This is a sample application built on top of Judgr, a naïve Bayes classifier library written in Clojure.
First, clone this repository and start a REPL by running lein repl
in its root directory.
Then, load the core namespace:
user=> (use 'judgr-spam-demo.core)
nil
This repository comes with a few thousand messages for training and testing the classifier. See License section below for further information.
The following command will train the classifier using the messages
stored in data/training
:
user=> (time (train!))
"Elapsed time: 20983.71 msecs"
This operation might take several seconds to finish.

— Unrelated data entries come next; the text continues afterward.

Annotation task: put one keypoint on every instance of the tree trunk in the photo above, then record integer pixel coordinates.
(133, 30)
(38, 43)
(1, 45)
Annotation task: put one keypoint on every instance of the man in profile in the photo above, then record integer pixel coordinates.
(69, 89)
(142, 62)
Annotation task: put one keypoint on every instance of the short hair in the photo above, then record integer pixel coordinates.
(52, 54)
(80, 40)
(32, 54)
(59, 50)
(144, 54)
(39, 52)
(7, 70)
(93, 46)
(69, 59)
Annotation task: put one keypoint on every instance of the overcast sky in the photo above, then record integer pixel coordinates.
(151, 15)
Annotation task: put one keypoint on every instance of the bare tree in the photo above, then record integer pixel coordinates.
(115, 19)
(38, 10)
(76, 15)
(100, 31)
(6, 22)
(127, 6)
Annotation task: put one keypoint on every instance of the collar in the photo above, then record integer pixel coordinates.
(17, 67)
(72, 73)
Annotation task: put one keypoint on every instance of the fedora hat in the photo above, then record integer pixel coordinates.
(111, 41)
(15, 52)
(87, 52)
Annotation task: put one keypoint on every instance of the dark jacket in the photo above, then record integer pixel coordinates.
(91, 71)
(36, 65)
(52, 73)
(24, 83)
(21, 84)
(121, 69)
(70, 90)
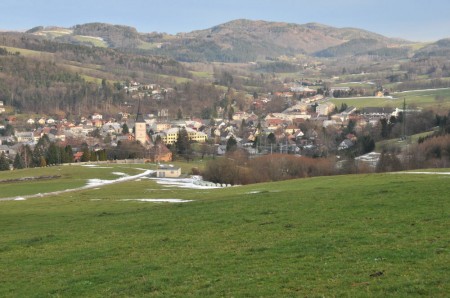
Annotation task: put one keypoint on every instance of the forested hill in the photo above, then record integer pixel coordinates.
(235, 41)
(42, 76)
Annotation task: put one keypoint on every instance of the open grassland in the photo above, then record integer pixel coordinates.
(309, 238)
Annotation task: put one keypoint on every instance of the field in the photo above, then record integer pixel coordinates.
(367, 235)
(427, 99)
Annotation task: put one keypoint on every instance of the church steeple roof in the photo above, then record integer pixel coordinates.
(139, 117)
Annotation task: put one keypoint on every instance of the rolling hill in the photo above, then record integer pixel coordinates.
(236, 41)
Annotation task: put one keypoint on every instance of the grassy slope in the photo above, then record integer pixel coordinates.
(310, 237)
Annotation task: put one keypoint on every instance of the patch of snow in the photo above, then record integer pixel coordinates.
(96, 166)
(435, 89)
(191, 183)
(424, 173)
(119, 174)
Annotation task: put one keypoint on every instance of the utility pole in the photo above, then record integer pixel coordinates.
(404, 119)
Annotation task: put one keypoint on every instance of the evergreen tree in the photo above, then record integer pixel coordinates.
(86, 155)
(53, 154)
(271, 139)
(42, 162)
(179, 114)
(4, 164)
(68, 154)
(231, 144)
(18, 162)
(40, 150)
(125, 129)
(183, 144)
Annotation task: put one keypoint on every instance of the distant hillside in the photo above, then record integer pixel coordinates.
(116, 36)
(38, 75)
(235, 41)
(441, 48)
(363, 46)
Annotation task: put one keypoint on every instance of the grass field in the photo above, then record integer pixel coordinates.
(310, 238)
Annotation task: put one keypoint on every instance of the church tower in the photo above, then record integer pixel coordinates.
(140, 127)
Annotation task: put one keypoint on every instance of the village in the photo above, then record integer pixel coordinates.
(310, 126)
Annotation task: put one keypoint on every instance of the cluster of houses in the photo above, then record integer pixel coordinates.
(245, 127)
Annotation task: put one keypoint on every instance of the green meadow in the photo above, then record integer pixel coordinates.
(382, 235)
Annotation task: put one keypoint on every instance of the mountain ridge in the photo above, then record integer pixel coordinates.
(240, 40)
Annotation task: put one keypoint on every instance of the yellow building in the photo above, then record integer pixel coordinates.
(165, 171)
(170, 136)
(140, 128)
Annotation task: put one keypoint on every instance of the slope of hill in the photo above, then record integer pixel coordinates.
(441, 48)
(363, 46)
(43, 76)
(235, 41)
(377, 235)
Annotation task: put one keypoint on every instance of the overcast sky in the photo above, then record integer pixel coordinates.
(410, 19)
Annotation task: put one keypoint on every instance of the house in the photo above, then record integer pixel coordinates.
(24, 137)
(170, 136)
(168, 171)
(50, 121)
(77, 156)
(97, 116)
(325, 108)
(41, 121)
(345, 144)
(159, 153)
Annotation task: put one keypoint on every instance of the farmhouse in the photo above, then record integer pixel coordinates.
(168, 171)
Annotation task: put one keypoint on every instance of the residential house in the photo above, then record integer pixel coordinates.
(325, 108)
(345, 144)
(168, 171)
(160, 153)
(50, 121)
(24, 137)
(170, 136)
(97, 116)
(77, 156)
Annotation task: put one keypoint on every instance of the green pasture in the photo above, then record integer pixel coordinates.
(382, 235)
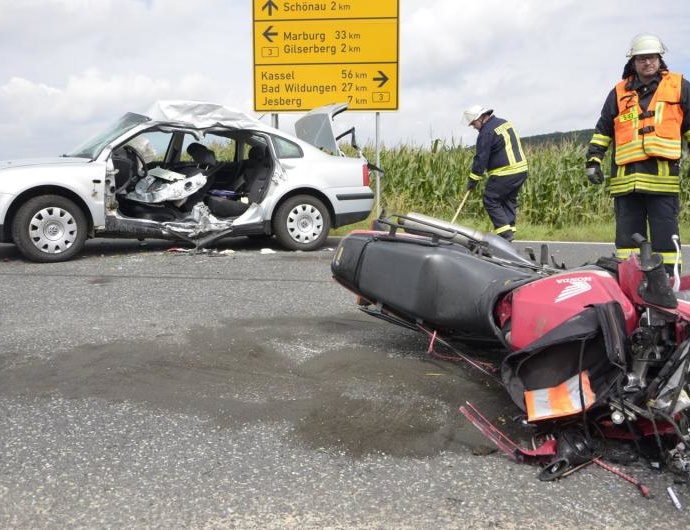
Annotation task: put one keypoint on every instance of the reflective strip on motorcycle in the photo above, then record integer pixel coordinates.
(561, 400)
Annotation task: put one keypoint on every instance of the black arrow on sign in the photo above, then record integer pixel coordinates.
(270, 5)
(383, 78)
(268, 33)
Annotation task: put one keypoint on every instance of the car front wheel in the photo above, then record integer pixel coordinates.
(302, 223)
(49, 228)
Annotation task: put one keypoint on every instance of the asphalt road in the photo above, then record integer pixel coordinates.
(144, 388)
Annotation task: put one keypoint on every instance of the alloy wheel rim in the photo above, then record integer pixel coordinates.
(52, 230)
(305, 223)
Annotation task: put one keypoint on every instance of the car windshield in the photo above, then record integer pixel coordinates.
(93, 146)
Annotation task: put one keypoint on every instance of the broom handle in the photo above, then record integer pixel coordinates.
(460, 207)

Choose a few messages from data/testing
and see if the classifier
got them right:
user=> (.classify classifier (slurp "data/testing/TEST_XXXXX.eml"))
:spam
If you are curious about how a specific feature are distributed between spam and ham messages:
user=> (.get-feature (.db classifier) "viagra")
{:feature "viagra", :total 42, :classes {:spam 41, :ham 1}}
Use the judgr.cross-validation
namespace to generate a Confusion
Matrix and analyze the results.
The following example shows how to perform a 10-Fold Cross Validation:
user=> (use 'judgr.cross-validation)
nil
user=> (def conf-matrix (k-fold-crossval 10 classifier))
#'user/conf-matrix
user=> (float (accuracy conf-matrix))
0.9310345
This operation might take several minutes to finish.
The repository includes a subset of the CSDMC2010 SPAM corpus, which is one of the datasets for the data mining competition associated with ICONIP 2010.
Copyright for the text in the messages remains with the original senders.
The complete dataset can be downloaded here.
Copyright (C) Daniel Fernandes Martins
Distributed under the New BSD License. See COPYING for further details.